Le moment de prendre congé approche. Le général se lève, réfléchit une seconde et dit :

– Rassurez bien les Français pour ce qui est de nous. Et laissez-moi vous livrer le fond de ma pensée. Votre plus redoutable ennemi, c'est Moscou. Le sort actuel de l'Espagne, on entend vous le réserver. Malgré tous les malentendus de ces dix derniers mois, nous sommes, vous et nous, étroitement solidaires. Que vous restiez vigilants, c'est très légitime. C'est votre devoir envers vous-mêmes.
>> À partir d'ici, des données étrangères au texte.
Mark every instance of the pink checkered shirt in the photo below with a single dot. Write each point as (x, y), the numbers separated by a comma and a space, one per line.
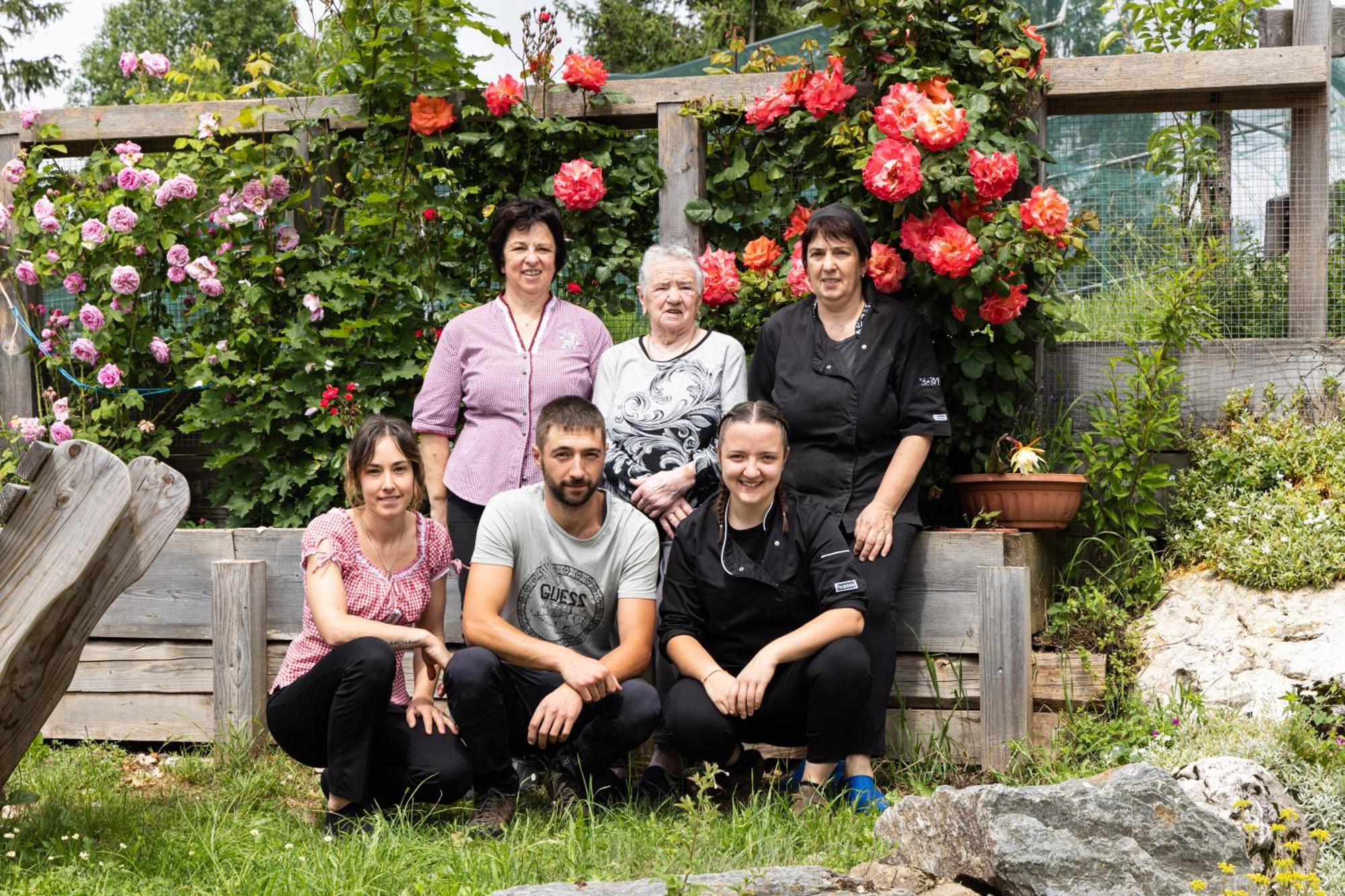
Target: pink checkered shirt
(399, 599)
(482, 365)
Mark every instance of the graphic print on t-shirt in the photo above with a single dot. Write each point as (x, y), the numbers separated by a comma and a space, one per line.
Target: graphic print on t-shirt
(560, 603)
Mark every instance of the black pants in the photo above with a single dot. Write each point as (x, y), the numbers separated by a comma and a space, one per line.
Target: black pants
(494, 701)
(463, 518)
(337, 716)
(883, 577)
(814, 701)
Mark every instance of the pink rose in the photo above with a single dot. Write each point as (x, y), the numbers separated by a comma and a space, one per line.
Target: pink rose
(110, 377)
(92, 232)
(91, 318)
(126, 280)
(84, 350)
(122, 220)
(579, 185)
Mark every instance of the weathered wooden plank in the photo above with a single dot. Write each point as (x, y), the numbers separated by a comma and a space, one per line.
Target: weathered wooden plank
(240, 647)
(1262, 79)
(1005, 662)
(683, 159)
(153, 716)
(1276, 29)
(1078, 369)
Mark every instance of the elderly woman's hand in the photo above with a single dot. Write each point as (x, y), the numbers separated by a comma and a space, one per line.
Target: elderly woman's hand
(675, 516)
(657, 493)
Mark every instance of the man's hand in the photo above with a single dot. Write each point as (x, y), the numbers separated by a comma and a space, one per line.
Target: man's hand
(555, 717)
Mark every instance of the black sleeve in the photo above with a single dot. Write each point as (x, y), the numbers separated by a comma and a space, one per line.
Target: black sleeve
(762, 373)
(918, 385)
(832, 564)
(681, 611)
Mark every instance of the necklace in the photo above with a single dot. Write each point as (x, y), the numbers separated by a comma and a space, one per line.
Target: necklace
(383, 564)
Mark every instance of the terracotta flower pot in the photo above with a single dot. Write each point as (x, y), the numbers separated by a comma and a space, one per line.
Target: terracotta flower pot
(1024, 501)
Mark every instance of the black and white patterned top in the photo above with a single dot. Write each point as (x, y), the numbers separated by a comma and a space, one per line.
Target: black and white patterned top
(666, 413)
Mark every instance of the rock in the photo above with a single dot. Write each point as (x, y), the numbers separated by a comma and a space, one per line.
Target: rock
(1217, 783)
(1129, 831)
(1243, 647)
(800, 880)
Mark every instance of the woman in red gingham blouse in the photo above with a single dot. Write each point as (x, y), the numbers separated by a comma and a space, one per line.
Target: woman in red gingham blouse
(373, 588)
(502, 362)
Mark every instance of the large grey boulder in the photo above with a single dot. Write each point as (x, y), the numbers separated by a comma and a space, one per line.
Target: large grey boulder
(1222, 783)
(1243, 647)
(1129, 831)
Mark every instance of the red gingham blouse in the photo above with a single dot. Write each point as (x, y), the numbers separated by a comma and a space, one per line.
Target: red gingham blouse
(399, 599)
(481, 365)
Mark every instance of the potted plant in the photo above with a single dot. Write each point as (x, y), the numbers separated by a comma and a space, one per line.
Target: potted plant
(1023, 497)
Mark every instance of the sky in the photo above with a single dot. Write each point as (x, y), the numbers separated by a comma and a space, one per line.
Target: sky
(83, 18)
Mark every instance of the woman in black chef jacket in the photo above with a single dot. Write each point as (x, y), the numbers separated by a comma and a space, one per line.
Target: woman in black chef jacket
(853, 370)
(762, 606)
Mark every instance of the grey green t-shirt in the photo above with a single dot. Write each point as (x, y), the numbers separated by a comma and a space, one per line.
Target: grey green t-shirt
(566, 588)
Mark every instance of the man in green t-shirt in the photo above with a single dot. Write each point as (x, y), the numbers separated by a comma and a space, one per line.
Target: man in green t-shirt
(560, 614)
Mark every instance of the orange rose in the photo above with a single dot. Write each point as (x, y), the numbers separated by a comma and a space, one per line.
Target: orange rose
(431, 115)
(762, 253)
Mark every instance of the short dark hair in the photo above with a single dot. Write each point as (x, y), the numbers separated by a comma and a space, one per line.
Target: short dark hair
(523, 214)
(837, 221)
(571, 413)
(361, 454)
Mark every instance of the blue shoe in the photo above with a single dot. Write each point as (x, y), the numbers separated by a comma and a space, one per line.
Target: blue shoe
(797, 775)
(864, 795)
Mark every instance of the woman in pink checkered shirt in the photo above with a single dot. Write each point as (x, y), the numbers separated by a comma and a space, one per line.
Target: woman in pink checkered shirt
(502, 362)
(373, 588)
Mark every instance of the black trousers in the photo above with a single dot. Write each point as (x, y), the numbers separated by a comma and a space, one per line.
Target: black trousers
(813, 701)
(337, 716)
(883, 577)
(494, 701)
(463, 518)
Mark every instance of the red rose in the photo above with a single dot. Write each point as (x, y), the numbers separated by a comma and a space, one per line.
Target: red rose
(995, 175)
(886, 267)
(894, 170)
(502, 95)
(431, 115)
(579, 185)
(584, 72)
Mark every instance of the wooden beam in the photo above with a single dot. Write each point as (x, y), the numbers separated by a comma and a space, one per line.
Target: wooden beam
(1309, 184)
(683, 159)
(240, 646)
(1005, 662)
(1268, 79)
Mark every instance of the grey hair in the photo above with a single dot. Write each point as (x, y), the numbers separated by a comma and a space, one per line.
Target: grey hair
(676, 253)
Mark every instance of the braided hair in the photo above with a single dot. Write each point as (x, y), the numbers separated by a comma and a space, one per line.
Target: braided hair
(750, 412)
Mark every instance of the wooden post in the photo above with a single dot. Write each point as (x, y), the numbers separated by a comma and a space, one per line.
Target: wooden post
(1005, 661)
(239, 631)
(1309, 186)
(683, 159)
(17, 392)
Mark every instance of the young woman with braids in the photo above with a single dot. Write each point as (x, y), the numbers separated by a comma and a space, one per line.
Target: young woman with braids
(762, 608)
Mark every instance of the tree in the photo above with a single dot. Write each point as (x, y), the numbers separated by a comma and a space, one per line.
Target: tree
(25, 77)
(235, 29)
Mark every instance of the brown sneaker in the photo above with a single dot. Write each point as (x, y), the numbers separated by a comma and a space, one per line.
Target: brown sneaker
(808, 798)
(492, 811)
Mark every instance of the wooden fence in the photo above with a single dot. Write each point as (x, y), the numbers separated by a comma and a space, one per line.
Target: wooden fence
(190, 650)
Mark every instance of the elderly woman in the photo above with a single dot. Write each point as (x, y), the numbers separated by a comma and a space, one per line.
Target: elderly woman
(855, 373)
(662, 396)
(502, 362)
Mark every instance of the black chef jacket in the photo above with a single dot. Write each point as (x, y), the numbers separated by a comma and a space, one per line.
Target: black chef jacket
(845, 421)
(736, 606)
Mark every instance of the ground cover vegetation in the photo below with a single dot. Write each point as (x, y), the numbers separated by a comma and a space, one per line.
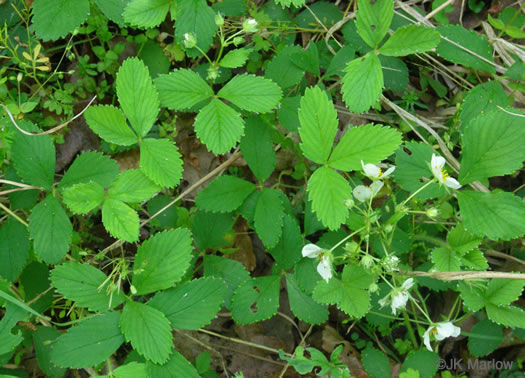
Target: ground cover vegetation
(261, 188)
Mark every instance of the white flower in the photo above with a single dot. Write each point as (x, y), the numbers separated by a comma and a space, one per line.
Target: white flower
(440, 331)
(364, 193)
(437, 163)
(324, 268)
(374, 172)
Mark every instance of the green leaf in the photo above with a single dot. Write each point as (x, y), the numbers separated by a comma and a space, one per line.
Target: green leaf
(162, 260)
(209, 229)
(14, 249)
(268, 218)
(148, 330)
(132, 186)
(94, 340)
(481, 99)
(235, 58)
(494, 215)
(375, 363)
(410, 169)
(43, 339)
(503, 291)
(485, 338)
(54, 19)
(90, 166)
(281, 69)
(177, 366)
(146, 13)
(109, 123)
(509, 316)
(328, 191)
(318, 120)
(362, 83)
(230, 271)
(252, 93)
(256, 299)
(219, 127)
(302, 305)
(193, 304)
(349, 293)
(34, 157)
(137, 95)
(373, 20)
(492, 146)
(257, 148)
(51, 230)
(288, 250)
(224, 194)
(465, 47)
(370, 143)
(84, 284)
(446, 260)
(120, 220)
(411, 39)
(182, 89)
(195, 16)
(161, 161)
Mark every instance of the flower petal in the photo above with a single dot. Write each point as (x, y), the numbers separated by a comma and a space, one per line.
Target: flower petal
(362, 193)
(311, 251)
(452, 183)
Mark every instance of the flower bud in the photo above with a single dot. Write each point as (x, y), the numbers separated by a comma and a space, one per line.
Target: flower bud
(190, 40)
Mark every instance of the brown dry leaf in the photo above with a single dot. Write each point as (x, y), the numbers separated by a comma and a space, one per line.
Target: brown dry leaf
(349, 356)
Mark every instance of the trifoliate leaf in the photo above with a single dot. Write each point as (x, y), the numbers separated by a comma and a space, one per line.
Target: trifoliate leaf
(235, 58)
(373, 20)
(193, 304)
(182, 89)
(51, 230)
(84, 284)
(132, 186)
(503, 291)
(162, 260)
(494, 215)
(197, 18)
(224, 194)
(362, 83)
(230, 271)
(54, 19)
(219, 127)
(146, 13)
(302, 305)
(137, 95)
(411, 39)
(109, 123)
(252, 93)
(82, 198)
(492, 146)
(328, 191)
(14, 249)
(256, 299)
(318, 120)
(268, 218)
(161, 161)
(509, 316)
(120, 220)
(34, 157)
(90, 166)
(94, 340)
(465, 47)
(148, 330)
(257, 148)
(370, 143)
(349, 293)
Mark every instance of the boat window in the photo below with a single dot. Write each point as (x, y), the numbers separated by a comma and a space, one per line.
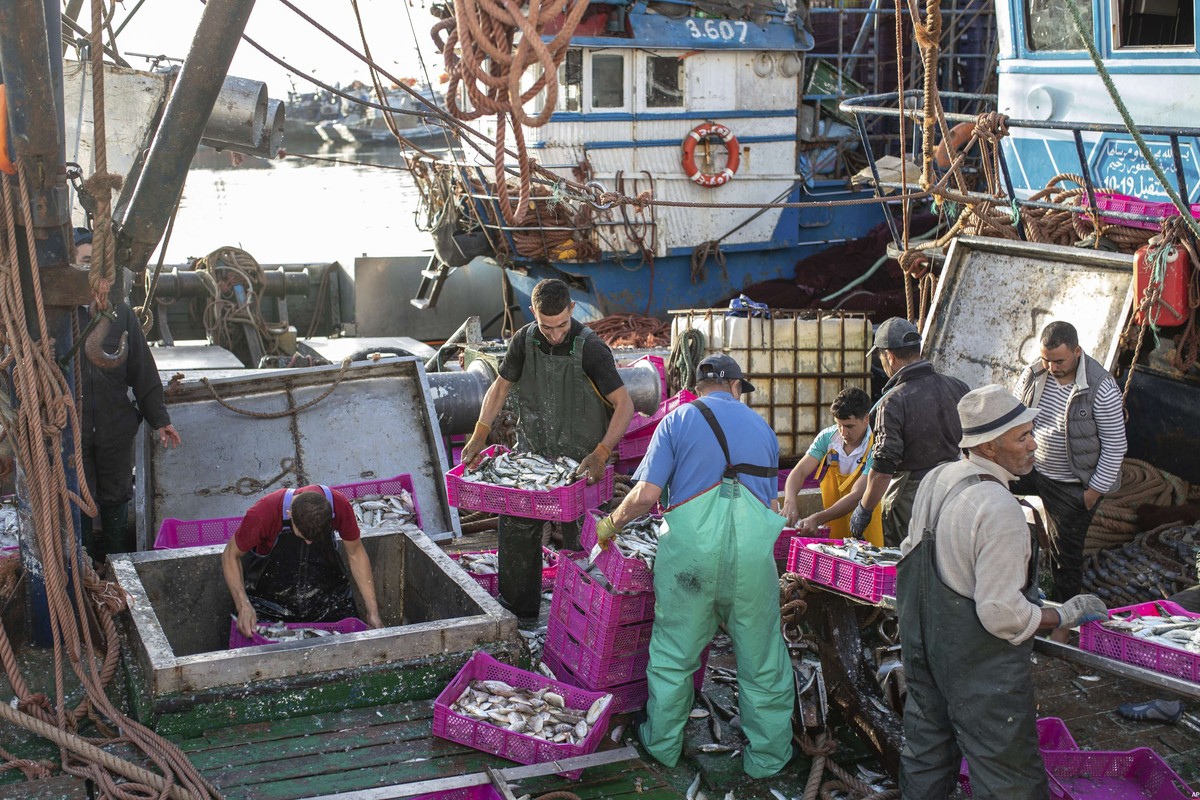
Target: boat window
(1050, 26)
(607, 82)
(1156, 23)
(664, 82)
(570, 82)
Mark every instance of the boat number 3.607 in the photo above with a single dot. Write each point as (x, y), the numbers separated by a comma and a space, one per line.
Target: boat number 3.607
(719, 30)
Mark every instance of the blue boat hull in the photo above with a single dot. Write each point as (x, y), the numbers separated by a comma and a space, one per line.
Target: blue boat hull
(628, 286)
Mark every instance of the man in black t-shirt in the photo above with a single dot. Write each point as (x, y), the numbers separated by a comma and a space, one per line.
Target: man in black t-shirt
(570, 402)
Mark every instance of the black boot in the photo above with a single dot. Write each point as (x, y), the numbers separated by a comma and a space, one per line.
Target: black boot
(519, 558)
(91, 539)
(117, 537)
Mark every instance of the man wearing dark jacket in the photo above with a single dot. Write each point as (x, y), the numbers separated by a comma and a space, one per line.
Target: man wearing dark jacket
(112, 414)
(916, 427)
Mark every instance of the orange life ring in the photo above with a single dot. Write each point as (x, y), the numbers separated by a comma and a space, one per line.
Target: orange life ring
(732, 149)
(960, 134)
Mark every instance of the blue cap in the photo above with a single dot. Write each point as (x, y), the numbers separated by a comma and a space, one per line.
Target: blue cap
(721, 367)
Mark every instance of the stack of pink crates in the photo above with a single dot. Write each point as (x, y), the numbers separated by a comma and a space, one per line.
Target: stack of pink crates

Mais le péril immédiat, pour vous, il n'est pas hors de vos frontières. Il est chez vous, et il grandit chaque jour. Dites à la France que rien ne peut lui arriver de pire que de tomber dans l'état où nous étions l’année dernière. Moscou veut faire de la France son soldat, Moscou veut vous amener la guerre. S'il est vrai qu'il pût exister quelque part de mauvais desseins contre vous, ne donnez à-personne, par vos égarements, un prétexte et, par vos dissensions qui vous affaiblissent, une redoutable tentation.

Ainsi m'a parlé d'une voix douce Francisco Franco, maître absolu de l'Espagne blanche, ainsi m'a dépeint l'horizon ce chef chevronné au clair sourire de sous-lieutenant.